Programming language evolves always along with Compiler's evolvement

The Semantics of Data

The size of an empty base class or an empty derived class inherited from an empty base class is not 0. For some reason: virtual pointer to virtual function table, or virtual pointer to virtual base class, or condition checking like if ( &a == &b), or alignment depended on platform.
Three main interplay factors:
1. Language support overhead (vptr);
2. Compiler optimization of recognized special case;
3. Alignment constraints, machine dependent.
The empty virtual base class has become a common idiom of OO design under C++, it provides a virtual interface without defining any data.
This potential difference between compilers illustrates the evolutionary nature of the C++ Object Model. The model provides for the general case. As special cases are recognized over time, this or that heuristic is introduced to provide optimal handling. If successful, the heuristic is raised to common practice and becomes incorporated across implementations. It becomes thought of as standard, although it is not prescribed by the Standard, and over time it is likely be thought of as part of the language.
The virtual function table is a good example of this. Another is the named return value (NRV) optimization discussed.
A virtual base class subobject occurs only once in the derived class regardless of the number of times it occurs within the class inheritance hierarchy.
Non-static data members hold the values of individual class objects; static data member hold values of interest to the class as a whole.
The C++ object model representation for non-static data members optimizes for space and access time (and to preserve compatibility with the C language layout of the C struct) by storing the members directly within each class object.
This is also true for the inherited non-static data members of both virtual and non-virtual base classes, although the ordering of their layout is left undefined.
Static data member are maintained within the global data segment of the program and do not affect the size of individual class object, member functions do so.
The static data members of a template class behave slightly different.
Each class object, then, is exactly the size necessary to contain the non-static data member of its class. This size may at times surprise you as being larger than necessary. This girth comes about in two ways:
1. Additional data members added by the compilation system to support some language functionality (primarily the virtuals);
2. Alignment requirement on the data members and data structures as a whole.

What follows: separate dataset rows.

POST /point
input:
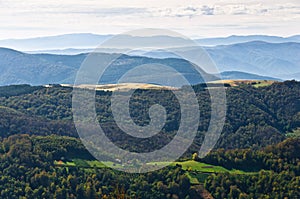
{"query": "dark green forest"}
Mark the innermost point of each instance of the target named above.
(260, 137)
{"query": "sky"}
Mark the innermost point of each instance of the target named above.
(193, 18)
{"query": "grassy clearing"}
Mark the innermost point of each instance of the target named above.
(191, 166)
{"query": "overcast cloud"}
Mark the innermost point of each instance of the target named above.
(196, 18)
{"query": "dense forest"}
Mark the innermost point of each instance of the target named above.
(260, 138)
(256, 117)
(28, 171)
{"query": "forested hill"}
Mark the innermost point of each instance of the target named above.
(256, 117)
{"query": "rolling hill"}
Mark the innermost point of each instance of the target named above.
(38, 69)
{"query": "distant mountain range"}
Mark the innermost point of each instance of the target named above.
(242, 39)
(236, 75)
(38, 69)
(267, 57)
(87, 40)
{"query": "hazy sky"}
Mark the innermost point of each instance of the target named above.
(194, 18)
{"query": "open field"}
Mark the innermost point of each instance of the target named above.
(189, 165)
(122, 87)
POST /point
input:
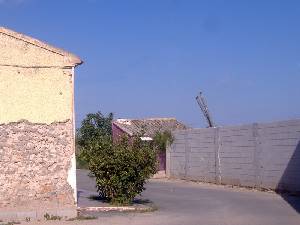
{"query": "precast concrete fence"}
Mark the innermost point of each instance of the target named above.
(259, 155)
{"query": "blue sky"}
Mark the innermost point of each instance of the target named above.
(149, 58)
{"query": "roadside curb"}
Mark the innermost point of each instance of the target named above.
(117, 209)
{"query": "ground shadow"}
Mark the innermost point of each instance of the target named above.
(289, 184)
(136, 201)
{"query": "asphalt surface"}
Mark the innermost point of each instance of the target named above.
(183, 203)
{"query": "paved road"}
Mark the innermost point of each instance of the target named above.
(184, 203)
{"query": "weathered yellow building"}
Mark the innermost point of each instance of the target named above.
(37, 150)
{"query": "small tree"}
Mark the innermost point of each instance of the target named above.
(122, 168)
(161, 139)
(94, 127)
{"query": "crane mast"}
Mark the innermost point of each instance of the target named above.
(204, 108)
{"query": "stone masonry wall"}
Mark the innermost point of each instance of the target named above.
(34, 163)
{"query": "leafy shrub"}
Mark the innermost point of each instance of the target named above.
(161, 139)
(93, 127)
(121, 168)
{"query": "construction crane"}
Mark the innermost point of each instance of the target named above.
(203, 106)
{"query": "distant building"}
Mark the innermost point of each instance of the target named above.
(37, 151)
(148, 128)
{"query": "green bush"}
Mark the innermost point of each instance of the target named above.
(162, 139)
(121, 168)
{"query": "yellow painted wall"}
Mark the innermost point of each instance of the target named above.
(37, 95)
(34, 83)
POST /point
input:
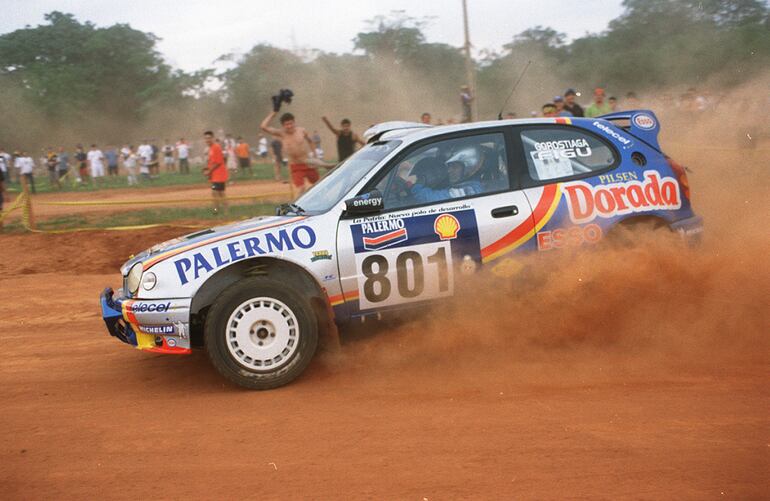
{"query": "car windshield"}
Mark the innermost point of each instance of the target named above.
(330, 190)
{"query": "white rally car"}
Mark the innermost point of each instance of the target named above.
(397, 224)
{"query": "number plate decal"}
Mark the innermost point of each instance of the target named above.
(403, 275)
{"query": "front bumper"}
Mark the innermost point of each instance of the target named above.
(690, 229)
(158, 326)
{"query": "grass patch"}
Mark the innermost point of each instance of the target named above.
(261, 171)
(205, 215)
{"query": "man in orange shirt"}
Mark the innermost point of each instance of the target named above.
(244, 156)
(216, 171)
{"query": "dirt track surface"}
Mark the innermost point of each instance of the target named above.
(180, 194)
(637, 374)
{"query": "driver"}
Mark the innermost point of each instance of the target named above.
(432, 180)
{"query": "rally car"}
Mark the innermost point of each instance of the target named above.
(400, 223)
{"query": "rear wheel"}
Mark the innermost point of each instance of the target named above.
(642, 232)
(261, 333)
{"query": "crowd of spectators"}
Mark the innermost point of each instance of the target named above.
(143, 163)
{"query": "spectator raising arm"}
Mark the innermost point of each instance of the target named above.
(265, 125)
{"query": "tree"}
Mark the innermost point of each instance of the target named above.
(66, 68)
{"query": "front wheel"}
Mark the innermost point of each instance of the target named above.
(260, 333)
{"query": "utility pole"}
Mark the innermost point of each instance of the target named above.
(470, 73)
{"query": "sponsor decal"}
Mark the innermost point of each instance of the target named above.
(644, 121)
(586, 202)
(574, 236)
(618, 177)
(319, 255)
(383, 233)
(209, 259)
(150, 307)
(612, 133)
(566, 148)
(446, 226)
(367, 201)
(157, 329)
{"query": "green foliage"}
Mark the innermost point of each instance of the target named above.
(67, 68)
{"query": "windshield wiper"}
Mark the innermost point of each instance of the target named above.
(285, 209)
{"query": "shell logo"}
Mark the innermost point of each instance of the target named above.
(446, 226)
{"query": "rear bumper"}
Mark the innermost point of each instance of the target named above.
(690, 229)
(158, 326)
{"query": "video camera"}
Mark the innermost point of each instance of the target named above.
(283, 96)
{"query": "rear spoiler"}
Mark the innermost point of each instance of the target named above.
(642, 124)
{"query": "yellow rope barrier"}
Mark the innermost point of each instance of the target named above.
(158, 202)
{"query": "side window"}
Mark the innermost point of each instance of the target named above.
(446, 170)
(562, 152)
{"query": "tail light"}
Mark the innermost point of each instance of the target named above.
(681, 175)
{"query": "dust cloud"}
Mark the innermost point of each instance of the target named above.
(655, 306)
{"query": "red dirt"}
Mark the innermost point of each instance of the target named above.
(181, 194)
(634, 374)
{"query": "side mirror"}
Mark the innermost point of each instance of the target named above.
(365, 204)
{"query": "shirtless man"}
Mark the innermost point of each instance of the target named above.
(346, 138)
(298, 146)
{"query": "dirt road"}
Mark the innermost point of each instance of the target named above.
(182, 195)
(633, 374)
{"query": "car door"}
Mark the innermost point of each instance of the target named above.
(436, 226)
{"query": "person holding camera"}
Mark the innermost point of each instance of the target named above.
(295, 142)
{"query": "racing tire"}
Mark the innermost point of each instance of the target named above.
(260, 333)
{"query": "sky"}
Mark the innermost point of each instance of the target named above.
(194, 33)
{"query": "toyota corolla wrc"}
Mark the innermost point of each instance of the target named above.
(400, 223)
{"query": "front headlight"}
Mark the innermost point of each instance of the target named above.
(134, 278)
(149, 280)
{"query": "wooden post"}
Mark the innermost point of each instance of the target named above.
(470, 73)
(28, 219)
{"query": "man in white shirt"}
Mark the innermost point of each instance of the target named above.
(262, 147)
(183, 154)
(96, 164)
(145, 155)
(26, 165)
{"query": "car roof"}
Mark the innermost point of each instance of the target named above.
(414, 131)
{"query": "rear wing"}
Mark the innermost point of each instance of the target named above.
(642, 124)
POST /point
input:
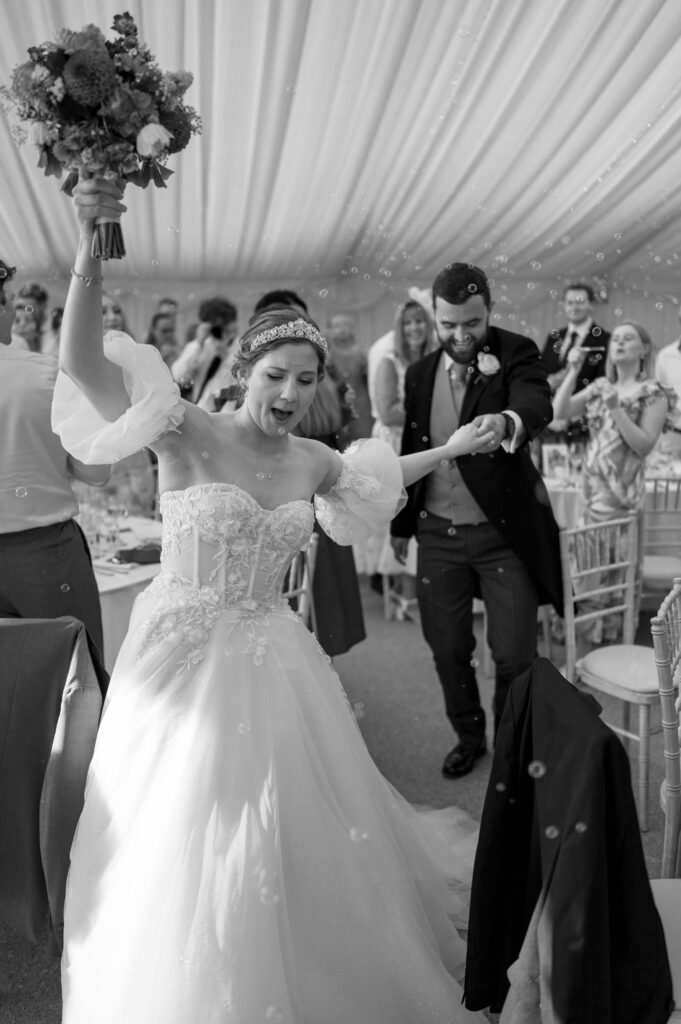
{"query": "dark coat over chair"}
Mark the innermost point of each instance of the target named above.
(559, 835)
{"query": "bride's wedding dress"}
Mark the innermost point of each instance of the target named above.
(240, 858)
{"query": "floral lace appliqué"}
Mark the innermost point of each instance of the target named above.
(182, 614)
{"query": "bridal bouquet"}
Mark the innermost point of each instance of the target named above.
(95, 108)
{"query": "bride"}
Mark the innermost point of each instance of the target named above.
(240, 858)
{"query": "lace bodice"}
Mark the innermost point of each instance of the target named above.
(217, 537)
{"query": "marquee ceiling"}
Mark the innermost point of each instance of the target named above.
(362, 144)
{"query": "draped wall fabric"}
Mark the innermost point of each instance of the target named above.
(351, 147)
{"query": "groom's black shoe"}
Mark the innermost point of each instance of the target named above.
(462, 759)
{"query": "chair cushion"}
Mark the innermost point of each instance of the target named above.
(631, 667)
(660, 570)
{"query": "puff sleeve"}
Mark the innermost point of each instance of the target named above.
(367, 495)
(155, 406)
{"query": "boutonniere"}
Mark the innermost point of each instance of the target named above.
(487, 364)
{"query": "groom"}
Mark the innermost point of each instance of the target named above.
(483, 522)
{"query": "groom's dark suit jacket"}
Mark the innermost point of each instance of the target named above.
(508, 487)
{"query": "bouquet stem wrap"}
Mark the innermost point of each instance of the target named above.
(108, 239)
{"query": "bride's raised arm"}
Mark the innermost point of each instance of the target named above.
(81, 352)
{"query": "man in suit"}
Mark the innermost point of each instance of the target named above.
(483, 522)
(581, 331)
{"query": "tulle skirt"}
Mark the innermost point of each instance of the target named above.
(240, 859)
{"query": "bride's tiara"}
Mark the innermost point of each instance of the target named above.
(294, 329)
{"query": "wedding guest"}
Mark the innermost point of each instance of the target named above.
(347, 366)
(483, 524)
(113, 315)
(45, 565)
(162, 336)
(203, 356)
(31, 306)
(412, 337)
(168, 306)
(581, 331)
(50, 340)
(625, 412)
(235, 828)
(27, 326)
(385, 344)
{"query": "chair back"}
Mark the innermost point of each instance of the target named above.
(599, 579)
(666, 630)
(298, 584)
(662, 517)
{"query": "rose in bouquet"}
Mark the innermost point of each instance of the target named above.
(103, 109)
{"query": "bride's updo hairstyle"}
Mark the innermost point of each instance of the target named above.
(272, 329)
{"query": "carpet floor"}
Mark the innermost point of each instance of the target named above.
(391, 682)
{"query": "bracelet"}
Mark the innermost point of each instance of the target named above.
(94, 280)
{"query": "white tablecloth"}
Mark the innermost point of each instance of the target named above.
(118, 589)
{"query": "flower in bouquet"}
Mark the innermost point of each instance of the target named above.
(100, 109)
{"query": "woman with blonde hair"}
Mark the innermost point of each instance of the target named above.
(626, 412)
(413, 338)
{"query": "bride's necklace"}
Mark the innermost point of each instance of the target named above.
(262, 473)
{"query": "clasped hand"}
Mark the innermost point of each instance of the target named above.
(481, 434)
(97, 198)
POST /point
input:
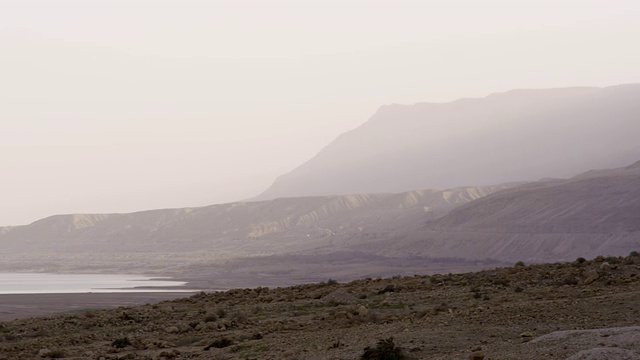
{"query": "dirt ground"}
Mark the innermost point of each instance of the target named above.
(516, 312)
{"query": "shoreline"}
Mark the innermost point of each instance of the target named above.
(20, 306)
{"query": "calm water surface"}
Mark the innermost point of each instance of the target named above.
(36, 283)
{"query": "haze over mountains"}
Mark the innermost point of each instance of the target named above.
(595, 213)
(519, 135)
(377, 229)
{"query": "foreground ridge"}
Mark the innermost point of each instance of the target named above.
(517, 312)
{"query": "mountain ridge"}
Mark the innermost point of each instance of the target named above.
(518, 135)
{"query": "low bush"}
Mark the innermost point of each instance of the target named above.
(384, 350)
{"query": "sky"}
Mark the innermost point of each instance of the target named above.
(119, 106)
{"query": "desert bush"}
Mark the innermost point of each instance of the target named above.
(121, 343)
(55, 354)
(384, 350)
(219, 343)
(211, 318)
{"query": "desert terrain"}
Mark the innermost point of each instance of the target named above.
(585, 309)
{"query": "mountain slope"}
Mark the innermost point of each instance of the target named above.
(520, 135)
(241, 229)
(594, 213)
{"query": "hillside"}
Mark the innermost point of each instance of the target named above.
(519, 135)
(597, 212)
(578, 310)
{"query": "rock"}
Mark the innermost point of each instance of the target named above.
(526, 336)
(44, 352)
(172, 330)
(340, 297)
(591, 275)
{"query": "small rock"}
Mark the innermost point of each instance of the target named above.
(44, 352)
(172, 330)
(591, 276)
(526, 336)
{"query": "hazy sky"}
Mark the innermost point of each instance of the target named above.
(118, 106)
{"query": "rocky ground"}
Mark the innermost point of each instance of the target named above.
(518, 312)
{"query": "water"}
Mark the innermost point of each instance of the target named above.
(40, 283)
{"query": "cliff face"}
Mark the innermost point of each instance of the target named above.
(241, 228)
(520, 135)
(597, 212)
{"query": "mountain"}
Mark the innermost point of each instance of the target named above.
(519, 135)
(597, 212)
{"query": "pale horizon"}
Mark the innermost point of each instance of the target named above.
(115, 107)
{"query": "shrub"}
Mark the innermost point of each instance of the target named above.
(219, 343)
(55, 354)
(385, 350)
(121, 343)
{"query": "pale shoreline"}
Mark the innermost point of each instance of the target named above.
(19, 306)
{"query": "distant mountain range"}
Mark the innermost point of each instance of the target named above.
(519, 135)
(595, 213)
(379, 229)
(246, 229)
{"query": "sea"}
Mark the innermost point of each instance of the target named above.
(47, 283)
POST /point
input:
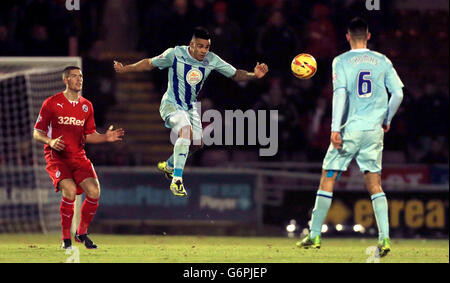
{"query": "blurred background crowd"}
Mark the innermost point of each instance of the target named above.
(243, 33)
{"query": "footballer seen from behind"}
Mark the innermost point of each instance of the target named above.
(65, 123)
(189, 66)
(361, 115)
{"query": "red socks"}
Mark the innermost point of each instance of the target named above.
(88, 211)
(66, 212)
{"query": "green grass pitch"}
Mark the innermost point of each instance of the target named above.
(202, 249)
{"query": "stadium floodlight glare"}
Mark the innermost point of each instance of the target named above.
(290, 228)
(359, 228)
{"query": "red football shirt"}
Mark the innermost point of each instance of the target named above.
(60, 117)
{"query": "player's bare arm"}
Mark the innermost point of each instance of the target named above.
(259, 72)
(110, 136)
(141, 66)
(56, 144)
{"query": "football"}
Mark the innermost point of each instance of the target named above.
(304, 66)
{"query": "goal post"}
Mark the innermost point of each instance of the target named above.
(27, 199)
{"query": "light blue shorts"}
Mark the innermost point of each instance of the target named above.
(176, 118)
(365, 146)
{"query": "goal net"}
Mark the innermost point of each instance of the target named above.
(27, 199)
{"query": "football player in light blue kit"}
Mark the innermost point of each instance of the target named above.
(189, 66)
(361, 116)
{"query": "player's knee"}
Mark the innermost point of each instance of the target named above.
(69, 193)
(185, 132)
(197, 145)
(93, 193)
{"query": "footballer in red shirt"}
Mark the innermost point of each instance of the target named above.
(65, 123)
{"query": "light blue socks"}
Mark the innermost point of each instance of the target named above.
(380, 207)
(323, 203)
(180, 154)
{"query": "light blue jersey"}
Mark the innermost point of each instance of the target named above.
(186, 77)
(365, 75)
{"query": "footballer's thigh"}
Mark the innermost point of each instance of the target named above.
(197, 129)
(91, 187)
(86, 177)
(180, 124)
(372, 182)
(328, 179)
(369, 157)
(68, 188)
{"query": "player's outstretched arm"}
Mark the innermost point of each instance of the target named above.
(56, 144)
(141, 66)
(110, 136)
(259, 72)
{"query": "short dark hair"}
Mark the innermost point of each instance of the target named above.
(358, 28)
(201, 32)
(67, 70)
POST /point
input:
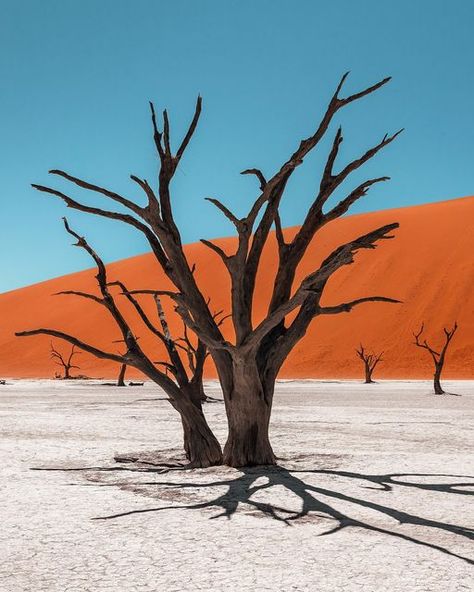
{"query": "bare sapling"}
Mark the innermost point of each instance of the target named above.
(370, 361)
(438, 357)
(63, 360)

The Binding of a Data Member

The language rule back then was refereed to as the “member rewriting rule” and stated generally that the body of an inline function is not evaluated until after the entire class declaration is seen.
The Standard C++ refined the rewriting rule with a tuple of member scope resolution rules. The effect is still to evaluate the body of an inline member function as if it had been defined immediately following the class declaration.
Thus the binding of a data member within the body of an inline member function does not occur until after the entire class declaration is seen. This is not true of the argument list of the member function, however within the argument list are still resolved in place at the point they are first encountered.
Class::GetLength( int length) { return length; } // length is bound to argument, even if the class has length member.
Non-intuitive bindings between extern and nested type names, therefore, can still occur.
When the subsequent declaration of the nested typedef of length is encountered, the Standard C++ requires that the earlier bindings be flagged as illegal.
This aspect of the language still requires the general defensive programming style of always placing nested type declarations at the beginning of the class. In our example, placing the nested typedef defining length above any of its uses within the class corrects the non-intuitive binding.

Data Member Layout

The non-static data members are set down in the order of their declaration within each class object.
Any intervening static data members are ignored, are stored in the program’s data segment independent of individual class objects.
The Standard requires within an access section (the private, public, or protected section of a class declaration) only that the members be set down such that "later members have higher addresses within a class object"
That is, the members are not required to be set down contiguously.
Alignment constraints on the type of a succeeding member may require padding
Additionally, the compiler may synthesize one or more additional internal data members in support of the Object Model. The vptr, for example, is one such synthesized data member that all current implementations insert within each object of a class containing one or more virtual functions.
The Standard, by phrasing the layout requirement as it does, allows the compiler the freedom to insert these internally generated members anywhere, even between those explicitly declared by the programmer.
The Standard also allows the compiler the freedom to order the data members within multiple access sections within a class in whatever order it sees fit.
The order of members of class object is now implementation dependent.
No overhead is incurred by the access section specifier or the number of access levels.

Access of a Data Member

object.dataMember = 0; What is the cost of accessing the data member?
The answer depends both on how data member and the class are declared. Data member can be either a static or non-static member. Object’s class can be an independent class or be derived from a single base class. Less likely, but still possible, it can be either multiply or virtually derived.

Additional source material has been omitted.